Sur scène, quatre comédiennes ouvrent une fenêtre sur des itinéraires contrastés où les joies, les peines, la sexualité, la jouissance, l’amour, les interdits, les contraintes traditionnelles et familiales s’entremêlent. Entre culture d’origine et pays d’accueil, l’identité multiple se construit dans la contradiction, à la fois porteuse de conflits et d’enrichissement.
Tiraillées entre les pressions et leur volonté d’émancipation, la chape du conservatisme et leur soif d’expression, le déterminisme culturel et leur désir de libertés, ces femmes inscrivent leurs destins dans un « entre-deux je » permanent. Débarrassés des clichés, mais sans naïveté, les récits foisonnants délivrent un témoignage unique et bourré d’humour sur la quête de soi des femmes musulmanes dans les sociétés occidentales.
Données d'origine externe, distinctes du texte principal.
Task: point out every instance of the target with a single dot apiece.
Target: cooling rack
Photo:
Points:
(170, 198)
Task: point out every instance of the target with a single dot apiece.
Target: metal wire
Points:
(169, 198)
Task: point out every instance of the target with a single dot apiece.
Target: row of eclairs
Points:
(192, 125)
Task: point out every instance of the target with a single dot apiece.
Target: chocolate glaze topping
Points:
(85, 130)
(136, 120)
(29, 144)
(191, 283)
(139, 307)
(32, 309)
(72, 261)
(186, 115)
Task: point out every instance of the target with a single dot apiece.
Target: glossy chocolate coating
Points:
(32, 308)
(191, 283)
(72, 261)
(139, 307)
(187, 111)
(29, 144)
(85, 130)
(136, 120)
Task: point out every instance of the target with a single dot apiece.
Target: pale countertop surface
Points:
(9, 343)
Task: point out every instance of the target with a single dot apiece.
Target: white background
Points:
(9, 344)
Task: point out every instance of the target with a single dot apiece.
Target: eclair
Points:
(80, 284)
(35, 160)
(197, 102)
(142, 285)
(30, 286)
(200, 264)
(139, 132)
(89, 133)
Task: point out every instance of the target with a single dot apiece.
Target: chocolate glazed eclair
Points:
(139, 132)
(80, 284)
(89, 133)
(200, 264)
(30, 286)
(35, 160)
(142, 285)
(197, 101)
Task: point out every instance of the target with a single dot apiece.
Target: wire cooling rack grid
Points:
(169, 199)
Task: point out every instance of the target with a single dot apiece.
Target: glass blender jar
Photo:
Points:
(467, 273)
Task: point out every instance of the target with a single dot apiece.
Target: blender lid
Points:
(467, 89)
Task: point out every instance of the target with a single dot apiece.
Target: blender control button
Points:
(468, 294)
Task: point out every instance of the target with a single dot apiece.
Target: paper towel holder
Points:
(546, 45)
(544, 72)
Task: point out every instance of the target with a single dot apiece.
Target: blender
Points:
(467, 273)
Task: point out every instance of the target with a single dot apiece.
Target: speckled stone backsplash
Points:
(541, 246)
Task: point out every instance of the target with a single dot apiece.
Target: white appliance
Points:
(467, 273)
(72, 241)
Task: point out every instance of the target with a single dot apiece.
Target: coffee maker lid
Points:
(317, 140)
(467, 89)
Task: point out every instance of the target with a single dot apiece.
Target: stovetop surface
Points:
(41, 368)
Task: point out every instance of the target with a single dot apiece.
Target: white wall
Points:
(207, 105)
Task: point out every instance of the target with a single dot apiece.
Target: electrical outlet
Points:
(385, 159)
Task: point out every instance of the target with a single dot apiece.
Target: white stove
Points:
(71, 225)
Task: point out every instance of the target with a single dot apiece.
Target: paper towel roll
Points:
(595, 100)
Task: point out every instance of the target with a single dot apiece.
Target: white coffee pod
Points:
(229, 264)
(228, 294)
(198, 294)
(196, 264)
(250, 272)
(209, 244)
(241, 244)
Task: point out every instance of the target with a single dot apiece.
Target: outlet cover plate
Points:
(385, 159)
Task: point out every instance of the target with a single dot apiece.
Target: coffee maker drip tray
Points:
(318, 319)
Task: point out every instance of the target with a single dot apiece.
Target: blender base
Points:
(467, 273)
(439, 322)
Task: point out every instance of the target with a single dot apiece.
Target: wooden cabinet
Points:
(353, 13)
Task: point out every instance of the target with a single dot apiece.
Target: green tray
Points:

Partir à la découverte de l’autre, démonter les « a priori », se comprendre enfin, c’est ce qui guide toute ma vie. D’abord il y a eu ce documentaire sur le pouvoir des femmes que je tournais en Afrique il y a neuf ans et cette femme malienne qui me disait « Il y a toujours quatre personnes présentes dans tout dialogue. Il y a vous, il y a moi, il y a la personne que je fais de vous et la personne que vous faites de moi. »
Puis cinq femmes marocaines qui m’avaient approché pour diriger une sorte d’atelier théâtral. Dans ma cuisine, nous parlions de tout et de n’importe quoi, de travail, de hammam, de maternité, de pubis, d’intégration, d’intégrisme. J’ai alors perçu que ces femmes étaient tiraillées entre leurs valeurs traditionnelles et nos valeurs européennes, des femmes qui avaient découvert l’Europe par nécessité économique, et qui avaient été confrontées de manière abrupte à une double perception culturelle du monde. Celles que nos sociétés stéréotypent dans une culture « double » , celles dont on a peur parce que faute de connaître leur culture, on la fantasme...
C’est là qu’est née l’idée des Monologues voilés. Je voulais partir à la rencontre de ces femmes musulmanes de la première ou de la seconde génération de l’immigration. Rencontrer ces femmes musulmanes d’origines, d’âges et de milieux divers, des Marocaines, des Turques, des Egyptiennes, des Somaliennes. J’insiste sur « milieux divers » parce que nous avons tendance à contingenter la femme musulmane dans un quart-monde socio-économique.
J’ai demandé à toutes ces femmes de me parler de leur relation au plaisir, à la tradition, au Coran, au viol, à la maternité, à l’homosexualité, à la circoncision, au désir… Je voulais démontrer par le théâtre les a priori que les cultures de tous bords peuvent avoir respectivement l’une envers l’autre.
Je n’ai pas fait ce spectacle pour faire dire aux femmes musulmanes ce qu’elles disent ou pensent tout bas… elles ont le hammam pour ça. Non, j’ai créé avec elles les Monologues voilés pour ouvrir les portes du dialogue.